La commission des Affaires économiques de l’Assemblée nationale a auditionné la présidente de l’Arcep, Laure de La Raudière (voir sur le site de l’Assemblée Nationale). Au programme : les travaux de l’Arcep et l’évolution de son rôle, de ses moyens et de ses compétences. Les échanges entre la présidente et les parlementaires ont été nourris, abordant des problématiques concrètes des utilisateurs et des élus locaux telles que la fermeture des bureaux de poste, la prochaine extinction des réseaux 2G et 3G, les derniers raccordements à la fibre ou encore la détérioration des armoires de rue. Les députés se sont toutefois inquiétés des moyens alloués pour remplir les nouvelles missions de l’Arcep sur les infrastructures numériques.

25-26 juin, Malte

Plénière du GREP

Mireille Clapot, membre du collège de l’Arcep, s’est rendue à Malte (aux côtés des agentes de l'Arcep spécialistes du secteur postal) pour participer à une réunion plénière du Grep, le groupe des régulateurs européens des postes. Les participants ont échangé avec la Commission européenne sur la révision à venir du cadre réglementaire postal, dont la préparation s’appuie sur les travaux du Grep et les contributions des autorités nationales de régulation. L’Arcep a voté en faveur du rapport du Grep définissant des recommandations pour un socle minimal des obligations du service universel postal.

2 juillet, Paris

Assises du Très Haut Débit et des infrastructures numérique

« Lorsqu’il y a une panne électrique en zone rurale […] au bout de 30 mn environ, vous pouvez avoir perdu tout lien avec la société extérieure… Votre mobile ne peut plus se connecter au réseau, les sites mobiles n’ayant une batterie ne tenant qu’aux alentours de 30 minutes, quant à votre box Internet elle n’en dispose d’aucune … » Laure de La Raudière est intervenue dans une séquence « Regards croisés » aux côtés d'Emmanuelle Wargon, présidente de la Commission de régulation de l'énergie pour partager la vision de l’Arcep sur les enjeux de résilience des réseaux télécoms.

3 juillet, Genève

Forum de la gouvernance francophone du numérique et de l’IA

Xavier Merlin, membre du collège de l’Arcep, a participé à la table ronde « Comment l’IA modifie l’accès à la connaissance ? » dans le cadre du 2ème Forum de la gouvernance francophone du numérique et de l’IA, organisé par l’Organisation internationale de la Francophonie (OIF).

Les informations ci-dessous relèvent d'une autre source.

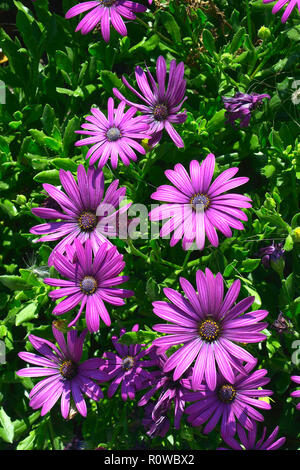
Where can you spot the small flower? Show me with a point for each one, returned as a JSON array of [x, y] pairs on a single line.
[[115, 137], [171, 392], [65, 378], [90, 282], [271, 254], [230, 402], [241, 105], [291, 4], [105, 12], [126, 368], [196, 206], [162, 105], [209, 328], [296, 393], [248, 442], [85, 213]]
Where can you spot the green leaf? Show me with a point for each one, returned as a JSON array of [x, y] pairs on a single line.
[[48, 176], [170, 25], [48, 118], [138, 337], [294, 33], [110, 80], [14, 282], [69, 135], [27, 313], [237, 39], [7, 430], [208, 41], [64, 164], [63, 62], [28, 442], [216, 122], [250, 265]]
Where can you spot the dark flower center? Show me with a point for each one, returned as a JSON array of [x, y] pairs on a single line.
[[88, 285], [199, 202], [227, 393], [51, 203], [160, 112], [113, 134], [68, 369], [87, 221], [127, 362], [107, 3], [209, 330]]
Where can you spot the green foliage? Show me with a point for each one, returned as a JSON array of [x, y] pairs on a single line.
[[53, 76]]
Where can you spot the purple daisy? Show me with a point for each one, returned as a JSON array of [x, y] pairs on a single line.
[[66, 377], [162, 105], [230, 402], [196, 206], [171, 391], [115, 137], [85, 213], [291, 4], [248, 442], [105, 12], [208, 327], [296, 393], [241, 105], [271, 254], [91, 282], [126, 368]]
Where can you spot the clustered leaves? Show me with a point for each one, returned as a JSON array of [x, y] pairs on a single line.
[[189, 91]]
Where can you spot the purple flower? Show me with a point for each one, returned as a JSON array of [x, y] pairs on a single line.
[[171, 391], [230, 402], [197, 207], [126, 368], [291, 4], [208, 327], [115, 137], [296, 393], [248, 442], [65, 378], [271, 254], [105, 12], [83, 210], [162, 105], [240, 107], [91, 282]]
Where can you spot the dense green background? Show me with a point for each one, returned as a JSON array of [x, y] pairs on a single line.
[[53, 76]]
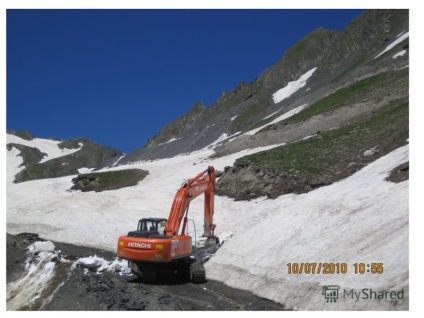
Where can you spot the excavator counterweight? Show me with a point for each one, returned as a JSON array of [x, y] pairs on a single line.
[[159, 242]]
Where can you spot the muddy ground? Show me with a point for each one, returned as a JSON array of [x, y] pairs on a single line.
[[81, 290]]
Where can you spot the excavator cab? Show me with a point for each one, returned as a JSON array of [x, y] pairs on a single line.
[[152, 225], [149, 227]]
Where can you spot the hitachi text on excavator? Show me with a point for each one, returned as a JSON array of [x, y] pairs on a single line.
[[160, 243]]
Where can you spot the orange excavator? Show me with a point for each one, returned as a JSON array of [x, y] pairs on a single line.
[[159, 243]]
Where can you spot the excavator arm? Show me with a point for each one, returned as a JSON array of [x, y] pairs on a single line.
[[204, 182]]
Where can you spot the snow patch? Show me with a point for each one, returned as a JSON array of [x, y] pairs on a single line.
[[169, 141], [49, 147], [361, 218], [392, 45], [39, 271], [292, 87], [370, 151], [100, 265], [276, 120], [221, 139], [401, 53]]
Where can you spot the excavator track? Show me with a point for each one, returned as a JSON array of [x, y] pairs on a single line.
[[197, 273]]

Il y a présenté les enseignements issus du rapport « IA générative : des défis pour l’avenir de l’internet ouvert ».

7 juillet, Genève

Sommet « AI for Good »

Xavier Merlin participera au Sommet mondial « L’IA au service du bien social » le mardi 7 juillet à Genève. Il interviendra également au panel intitulé « From Pilots to Scale: Building the Next Phase of Sustainable AI de 11h45 à 12h10 au Palexpo, Le Grand-Saconnex, Genève.